When he stopped laughing, he explained, “PC games come on CDs and are played on the computer. As opposed to console games, which are put in cartridges that get plugged into a home system and are played on your television.”
“Oh.”
“Polizei is available in either format. But I keep telling Evan to design an MMO version-a massively multiplayer online game. That’s where the real money is these days. You don’t just have millions of people buying one cartridge. You have millions of people pa
ying to play it, the same people, month after month.”
“You know Evan Kovacic?”
“I finance him. Cannon, Jennings, and Chang.” He pulled a card from his shirt pocket and handed it to her. “Venture capital.”
His business card repeated this information, and identified him as the first of the three names. “You lent Evan the money to buy this factory?”
“Mostly we lent Evan money to produce the next version of Polizei. He could have done that in his living room and then outsourced the hardware, but apparently he has bigger plans.”
Over his cologne, Theresa caught a whiff of motive in the air. “You’re worried about your investment?”
“I always worry about our investments. That’s my job. But I don’t think this one can lose.”
Rachael looked up from the demo monitor long enough to swat her mother’s arm. “This is cool, Mom!”
The man tilted his head toward the girl. “See what I mean? We’ll get our money back in spades once Evan’s up and running. But I still think he could do an MMO at the same time.”

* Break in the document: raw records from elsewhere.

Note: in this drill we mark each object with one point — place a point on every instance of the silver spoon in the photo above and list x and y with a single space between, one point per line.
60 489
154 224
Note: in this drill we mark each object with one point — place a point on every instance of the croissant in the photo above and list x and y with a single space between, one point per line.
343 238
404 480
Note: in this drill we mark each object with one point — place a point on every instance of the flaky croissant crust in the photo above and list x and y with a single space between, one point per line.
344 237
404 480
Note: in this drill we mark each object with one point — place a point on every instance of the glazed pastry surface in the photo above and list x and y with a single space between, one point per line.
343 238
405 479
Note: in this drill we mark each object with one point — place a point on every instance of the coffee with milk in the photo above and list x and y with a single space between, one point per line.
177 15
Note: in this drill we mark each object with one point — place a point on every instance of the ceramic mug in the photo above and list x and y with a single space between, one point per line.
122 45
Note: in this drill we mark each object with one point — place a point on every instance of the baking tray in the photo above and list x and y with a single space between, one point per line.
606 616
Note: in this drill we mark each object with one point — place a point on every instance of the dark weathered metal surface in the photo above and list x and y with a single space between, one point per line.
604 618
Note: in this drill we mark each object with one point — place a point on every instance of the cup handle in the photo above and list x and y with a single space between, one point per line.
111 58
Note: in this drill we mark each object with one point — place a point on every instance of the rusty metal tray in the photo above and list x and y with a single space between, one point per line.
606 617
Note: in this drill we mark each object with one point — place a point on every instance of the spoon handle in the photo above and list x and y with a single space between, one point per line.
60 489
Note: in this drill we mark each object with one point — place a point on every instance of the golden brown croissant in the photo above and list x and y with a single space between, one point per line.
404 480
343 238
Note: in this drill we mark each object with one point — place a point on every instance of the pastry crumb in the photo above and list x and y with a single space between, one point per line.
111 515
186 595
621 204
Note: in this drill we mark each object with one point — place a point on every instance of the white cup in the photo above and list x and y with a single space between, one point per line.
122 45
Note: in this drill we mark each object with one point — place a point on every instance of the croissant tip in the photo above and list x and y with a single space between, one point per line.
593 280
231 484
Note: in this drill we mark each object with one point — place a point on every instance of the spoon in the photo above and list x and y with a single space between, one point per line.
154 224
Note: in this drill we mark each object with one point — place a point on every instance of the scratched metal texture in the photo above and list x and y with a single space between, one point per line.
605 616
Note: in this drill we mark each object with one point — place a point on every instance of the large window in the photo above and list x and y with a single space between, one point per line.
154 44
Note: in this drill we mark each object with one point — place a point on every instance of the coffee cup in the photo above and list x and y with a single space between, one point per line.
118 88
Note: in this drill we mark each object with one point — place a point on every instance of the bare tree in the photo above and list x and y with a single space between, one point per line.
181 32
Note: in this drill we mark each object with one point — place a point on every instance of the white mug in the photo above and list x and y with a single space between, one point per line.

The man in question interrupted them. From the dais at the end of the room, he announced into a microphone, “The time has come for me and Jerry, your humble hosts, to demonstrate our wares. But to do that, we’re going to have to take a quick walking tour of the currently underutilized Kovacic Industries campus. Zip up your coats and follow me.”
Theresa turned to the financier. “What are his bigger plans?”
“You’re about to see.”
“Did you come here to find out?”
He chuckled. “No, I already know. I’m here to remind Evan that he’s missed two release dates. Your daughter might want to see this. I don’t want to leave out any potential customers.”
“Tear yourself away, Rachael. We’re moving on.”
The vendors at the other booths watched in resignation as the customers filed out, though a few used the break to put their feet up and open Styrofoam containers of lunch. Theresa and Rachael followed the crowd through a set of double doors at the rear of the building and past a crowd of smokers braving the below-freezing temperatures to satisfy the nicotine craving. The scent of tobacco followed her, tempting and taunting. But if Paul’s death hadn’t pushed her back into the comforting arms of burning tobacco, nothing would. It wouldn’t get worse, right?